As we look out to our once active hummingbird feeders, we’re instantly reminded that the move is on. The return of fall brings the departure of many migratory birds in the midwest. While the result is a noticeable decrease at hummingbird feeders, rare hummingbirds can sometimes use a helping hand in heading on their way to warmer skies. We at the U.S. Fish and Wildlife Service want to provide some food for thought when it comes to taking in your hummingbird feeders.
Hummingbird feeders are popular and usually busy with activity from early spring through late summer. Here in the midwest, they are most commonly visited by ruby-throated hummingbirds, but fall migration can bring some unusual birds, including the rufous hummingbird. In fact, the rufous hummingbird has been appearing in increasing numbers in the midwest in recent years, which is well outside of its normal range.
“Occasionally, stray migrant rufous hummingbirds will linger into late fall here,” said Wildlife Biologist Andy Forbes. “Our resident ruby-throated hummingbirds are not adapted to cold weather and rarely stay long as fall’s chill sets in, but rufous hummingbirds are more adapted to cold because their normal distribution is well to the north and/or at higher elevations.”
Rufous hummingbirds are able to survive the cold for short periods by lowering their metabolism.

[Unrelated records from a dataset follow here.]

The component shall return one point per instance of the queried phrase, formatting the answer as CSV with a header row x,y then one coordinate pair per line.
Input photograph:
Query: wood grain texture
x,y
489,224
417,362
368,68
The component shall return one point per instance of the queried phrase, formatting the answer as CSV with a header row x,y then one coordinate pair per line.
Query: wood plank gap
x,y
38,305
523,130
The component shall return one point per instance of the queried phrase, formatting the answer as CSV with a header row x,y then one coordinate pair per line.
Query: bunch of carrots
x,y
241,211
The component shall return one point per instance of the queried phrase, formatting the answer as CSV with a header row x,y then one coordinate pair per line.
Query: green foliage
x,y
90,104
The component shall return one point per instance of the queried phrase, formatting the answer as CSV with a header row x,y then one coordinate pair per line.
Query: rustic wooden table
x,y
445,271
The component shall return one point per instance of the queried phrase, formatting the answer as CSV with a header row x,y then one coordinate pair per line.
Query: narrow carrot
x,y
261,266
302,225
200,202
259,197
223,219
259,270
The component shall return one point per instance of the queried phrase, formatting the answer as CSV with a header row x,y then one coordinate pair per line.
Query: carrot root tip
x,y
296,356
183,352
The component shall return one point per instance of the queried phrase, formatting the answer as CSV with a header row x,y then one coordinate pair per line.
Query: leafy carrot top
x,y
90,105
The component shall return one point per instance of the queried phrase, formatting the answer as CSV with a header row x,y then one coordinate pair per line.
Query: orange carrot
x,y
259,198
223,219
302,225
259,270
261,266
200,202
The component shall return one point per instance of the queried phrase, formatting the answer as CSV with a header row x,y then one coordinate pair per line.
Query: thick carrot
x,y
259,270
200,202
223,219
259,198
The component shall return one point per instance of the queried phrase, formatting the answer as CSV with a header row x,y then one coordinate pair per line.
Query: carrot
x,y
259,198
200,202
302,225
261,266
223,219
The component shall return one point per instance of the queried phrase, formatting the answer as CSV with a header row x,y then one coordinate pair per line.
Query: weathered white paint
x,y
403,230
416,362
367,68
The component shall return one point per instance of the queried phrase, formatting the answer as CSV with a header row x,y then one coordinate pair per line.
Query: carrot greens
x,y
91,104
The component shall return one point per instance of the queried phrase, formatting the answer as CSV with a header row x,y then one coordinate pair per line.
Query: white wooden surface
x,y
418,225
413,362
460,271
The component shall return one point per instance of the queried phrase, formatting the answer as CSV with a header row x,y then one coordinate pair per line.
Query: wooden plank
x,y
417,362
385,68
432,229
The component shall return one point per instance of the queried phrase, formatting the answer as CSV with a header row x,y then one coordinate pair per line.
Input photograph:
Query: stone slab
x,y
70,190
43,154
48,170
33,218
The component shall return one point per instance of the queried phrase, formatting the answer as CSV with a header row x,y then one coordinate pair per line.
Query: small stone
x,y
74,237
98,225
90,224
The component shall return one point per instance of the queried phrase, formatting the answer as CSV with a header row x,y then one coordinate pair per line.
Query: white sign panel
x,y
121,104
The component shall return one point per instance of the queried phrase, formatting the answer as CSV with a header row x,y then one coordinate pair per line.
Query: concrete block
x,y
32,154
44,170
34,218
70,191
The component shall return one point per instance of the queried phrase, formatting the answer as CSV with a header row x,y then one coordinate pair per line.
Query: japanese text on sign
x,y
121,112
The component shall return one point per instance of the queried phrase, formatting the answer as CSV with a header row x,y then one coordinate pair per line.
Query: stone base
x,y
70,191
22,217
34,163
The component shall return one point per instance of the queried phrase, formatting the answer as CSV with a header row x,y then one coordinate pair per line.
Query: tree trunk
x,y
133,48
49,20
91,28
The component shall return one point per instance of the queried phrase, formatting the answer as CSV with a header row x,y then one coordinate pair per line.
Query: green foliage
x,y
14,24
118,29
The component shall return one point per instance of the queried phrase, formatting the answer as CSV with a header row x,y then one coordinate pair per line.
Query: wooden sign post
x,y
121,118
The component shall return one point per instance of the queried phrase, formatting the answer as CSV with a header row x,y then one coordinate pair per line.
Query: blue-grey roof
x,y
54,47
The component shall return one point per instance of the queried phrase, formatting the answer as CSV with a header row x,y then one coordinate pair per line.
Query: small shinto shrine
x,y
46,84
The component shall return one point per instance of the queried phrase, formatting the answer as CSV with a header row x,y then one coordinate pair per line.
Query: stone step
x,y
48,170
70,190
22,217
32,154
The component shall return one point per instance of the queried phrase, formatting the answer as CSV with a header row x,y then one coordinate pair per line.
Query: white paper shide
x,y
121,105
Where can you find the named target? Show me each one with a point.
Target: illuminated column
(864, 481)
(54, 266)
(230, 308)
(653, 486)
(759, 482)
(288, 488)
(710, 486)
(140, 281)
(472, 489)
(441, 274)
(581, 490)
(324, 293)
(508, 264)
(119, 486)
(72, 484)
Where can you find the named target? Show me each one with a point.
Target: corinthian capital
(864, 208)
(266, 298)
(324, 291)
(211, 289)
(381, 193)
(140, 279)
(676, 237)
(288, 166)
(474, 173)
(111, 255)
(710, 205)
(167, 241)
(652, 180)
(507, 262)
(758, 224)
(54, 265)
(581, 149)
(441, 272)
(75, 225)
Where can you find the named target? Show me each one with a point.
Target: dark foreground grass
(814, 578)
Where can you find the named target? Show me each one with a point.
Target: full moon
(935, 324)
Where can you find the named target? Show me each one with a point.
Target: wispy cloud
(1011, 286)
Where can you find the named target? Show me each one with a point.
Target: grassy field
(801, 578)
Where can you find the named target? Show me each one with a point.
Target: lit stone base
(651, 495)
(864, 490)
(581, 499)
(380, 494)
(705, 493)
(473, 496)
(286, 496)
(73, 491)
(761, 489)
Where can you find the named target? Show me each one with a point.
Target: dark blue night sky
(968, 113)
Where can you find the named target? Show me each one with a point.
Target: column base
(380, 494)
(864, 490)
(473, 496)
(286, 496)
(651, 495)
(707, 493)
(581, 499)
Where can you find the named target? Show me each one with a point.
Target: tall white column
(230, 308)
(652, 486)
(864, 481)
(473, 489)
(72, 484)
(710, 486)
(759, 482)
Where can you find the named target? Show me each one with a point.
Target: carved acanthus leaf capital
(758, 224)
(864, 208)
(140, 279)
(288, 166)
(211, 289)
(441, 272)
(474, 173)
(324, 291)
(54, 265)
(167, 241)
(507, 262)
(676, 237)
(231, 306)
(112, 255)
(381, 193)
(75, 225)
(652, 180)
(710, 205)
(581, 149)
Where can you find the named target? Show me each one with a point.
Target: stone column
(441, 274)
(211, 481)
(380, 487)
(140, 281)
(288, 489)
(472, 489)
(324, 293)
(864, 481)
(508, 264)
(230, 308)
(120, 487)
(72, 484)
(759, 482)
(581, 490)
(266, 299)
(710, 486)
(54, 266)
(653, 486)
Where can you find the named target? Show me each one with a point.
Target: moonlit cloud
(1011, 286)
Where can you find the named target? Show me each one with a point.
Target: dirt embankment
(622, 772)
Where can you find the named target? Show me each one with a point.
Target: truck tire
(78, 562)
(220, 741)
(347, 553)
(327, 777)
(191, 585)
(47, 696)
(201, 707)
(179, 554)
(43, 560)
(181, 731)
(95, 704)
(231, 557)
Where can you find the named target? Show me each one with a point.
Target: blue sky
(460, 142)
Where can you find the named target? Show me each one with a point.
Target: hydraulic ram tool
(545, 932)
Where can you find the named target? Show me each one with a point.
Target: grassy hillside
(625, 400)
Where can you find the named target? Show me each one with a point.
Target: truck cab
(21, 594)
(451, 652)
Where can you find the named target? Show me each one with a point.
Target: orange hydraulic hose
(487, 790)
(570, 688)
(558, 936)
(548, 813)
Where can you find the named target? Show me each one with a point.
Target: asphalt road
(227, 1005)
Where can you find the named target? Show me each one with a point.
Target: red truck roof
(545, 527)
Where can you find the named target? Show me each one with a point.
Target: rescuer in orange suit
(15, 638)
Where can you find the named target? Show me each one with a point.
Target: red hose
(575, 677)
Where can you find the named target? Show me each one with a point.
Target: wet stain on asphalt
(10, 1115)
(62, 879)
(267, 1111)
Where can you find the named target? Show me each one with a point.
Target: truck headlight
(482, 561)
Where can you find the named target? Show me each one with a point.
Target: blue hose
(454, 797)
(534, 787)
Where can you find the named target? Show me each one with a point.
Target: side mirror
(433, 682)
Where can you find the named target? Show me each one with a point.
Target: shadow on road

The key words here being ‘short periods.' Midwest winters are not an environment they could survive in at length, which is why we must make sure we do not encourage them to stay too long by keeping feeders up late into the fall. This includes the use of heat lamps to keep feeders open.
When to take your feeders down
What can you do to help hummingbirds on their fall migration? Keep your feeders stocked through the early fall to provide helpful energy to migrating birds, but take your feeder down at the first sign of frost or when your feeder freezes for the first time. This will ensure that stray migrants like the rufous hummingbird don’t stay too long and cause concern.
If you do spot a late-season rufous hummingbird or any other species of unusual hummingbird, please don’t try to capture it. It will likely follow its normal course and migrate. In all situations, if you come upon a bird, or other wildlife, that you believe to be injured, the best thing to do is to leave it alone. If you feel the need to help, contact a licensed wildlife rehabilitator for assistance. Licensed professional wildlife rehabilitators have the permits, tools and training to safely handle injured animals.
Wildlife Biologist Deanne Endrizzi noted, “it’s a treat seeing out-of-range species like rufous hummingbirds who sometimes choose to route themselves through the midwest, for reasons we don’t entirely understand. We ask people not to prolong their migration by providing food sources too late into the fall. We do however, encourage you to report sightings of these and other rare species you spot passing through your community via eBird. Your assistance in tracking sightings provides important data which helps bird conservation.”
As with any wildlife, it's survival of the fittest and, under normal circumstances, migratory birds will follow their biological clock to migrate when the timing is best for a well-fed journey to their favorite wintering grounds. We can all help this happen naturally by following these recommendations.